We can find the corresponding values for $y$ using $y = 8 - x$:

• If $x = 4 + 2\sqrt{3}$, then: $y = 8 - (4 + 2\sqrt{3}) = 4 - 2\sqrt{3}$
• If $x = 4 - 2\sqrt{3}$, then: $y = 8 - (4 - 2\sqrt{3}) = 4 + 2\sqrt{3}$

Thus, the two possible values for $y$ are: $y = 4 - 2\sqrt{3} \quad \text{or} \quad y = 4 + 2\sqrt{3}$

Final Answer:

The possible values for $y$ are $\boxed{4 - 2\sqrt{3}}$ and $\boxed{4 + 2\sqrt{3}}$.

Would you like further details or clarifications?

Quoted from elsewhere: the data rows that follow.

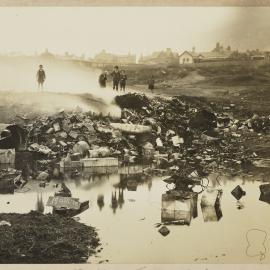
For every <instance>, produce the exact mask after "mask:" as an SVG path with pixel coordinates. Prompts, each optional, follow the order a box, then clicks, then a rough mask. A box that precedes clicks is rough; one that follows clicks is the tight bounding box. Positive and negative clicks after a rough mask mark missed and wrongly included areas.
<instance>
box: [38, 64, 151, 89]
mask: <svg viewBox="0 0 270 270" xmlns="http://www.w3.org/2000/svg"><path fill="white" fill-rule="evenodd" d="M107 74H108V72H107V71H104V72H102V73H101V74H100V76H99V80H98V81H99V85H100V87H102V88H105V87H106V84H107ZM111 76H112V81H113V90H116V91H118V89H119V85H120V91H124V92H125V90H126V82H127V75H126V72H125V71H124V70H121V71H120V70H119V67H118V66H115V67H114V69H113V71H112V72H111ZM36 78H37V82H38V90H43V84H44V81H45V80H46V74H45V71H44V69H43V66H42V65H39V70H38V71H37V75H36ZM154 87H155V80H154V77H153V75H152V76H151V78H150V79H149V80H148V89H149V90H151V92H153V90H154Z"/></svg>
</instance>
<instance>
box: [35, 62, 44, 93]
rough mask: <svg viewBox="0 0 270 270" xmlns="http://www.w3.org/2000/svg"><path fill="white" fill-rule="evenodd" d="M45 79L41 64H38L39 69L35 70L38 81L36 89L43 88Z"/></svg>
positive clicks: (42, 66) (42, 69)
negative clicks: (35, 71) (43, 85)
mask: <svg viewBox="0 0 270 270" xmlns="http://www.w3.org/2000/svg"><path fill="white" fill-rule="evenodd" d="M45 79H46V74H45V71H44V69H43V66H42V65H39V70H38V72H37V82H38V90H43V83H44V81H45Z"/></svg>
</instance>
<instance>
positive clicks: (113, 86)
mask: <svg viewBox="0 0 270 270" xmlns="http://www.w3.org/2000/svg"><path fill="white" fill-rule="evenodd" d="M111 75H112V77H113V90H114V89H116V91H118V86H119V82H120V71H119V68H118V66H115V67H114V69H113V72H112V73H111Z"/></svg>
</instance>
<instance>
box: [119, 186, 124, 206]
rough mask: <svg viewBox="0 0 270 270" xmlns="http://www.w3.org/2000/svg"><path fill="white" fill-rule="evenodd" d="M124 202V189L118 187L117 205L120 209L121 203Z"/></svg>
mask: <svg viewBox="0 0 270 270" xmlns="http://www.w3.org/2000/svg"><path fill="white" fill-rule="evenodd" d="M124 203H125V200H124V190H123V189H121V188H119V189H118V205H119V208H120V209H121V208H122V206H123V204H124Z"/></svg>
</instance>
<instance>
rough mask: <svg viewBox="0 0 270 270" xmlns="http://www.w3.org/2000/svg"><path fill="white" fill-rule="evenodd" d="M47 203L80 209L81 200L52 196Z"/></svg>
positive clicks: (48, 204) (53, 205)
mask: <svg viewBox="0 0 270 270" xmlns="http://www.w3.org/2000/svg"><path fill="white" fill-rule="evenodd" d="M46 205H47V206H52V207H56V208H69V209H75V210H78V209H80V206H81V203H80V202H79V199H76V198H70V197H58V196H56V197H52V196H50V197H49V199H48V201H47V204H46Z"/></svg>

Here are a few related questions:

1. How do we verify the solution using the logarithmic equation?
2. How can we solve a quadratic equation using factoring?
3. What is the significance of logarithmic equations in solving systems like this?
4. Can we have negative values for $x$ and $y$ in this scenario?
5. How does the quadratic formula work in this type of problem?

Tip: Always check for extraneous solutions when solving logarithmic and exponential equations, especially if the variable is inside a logarithm.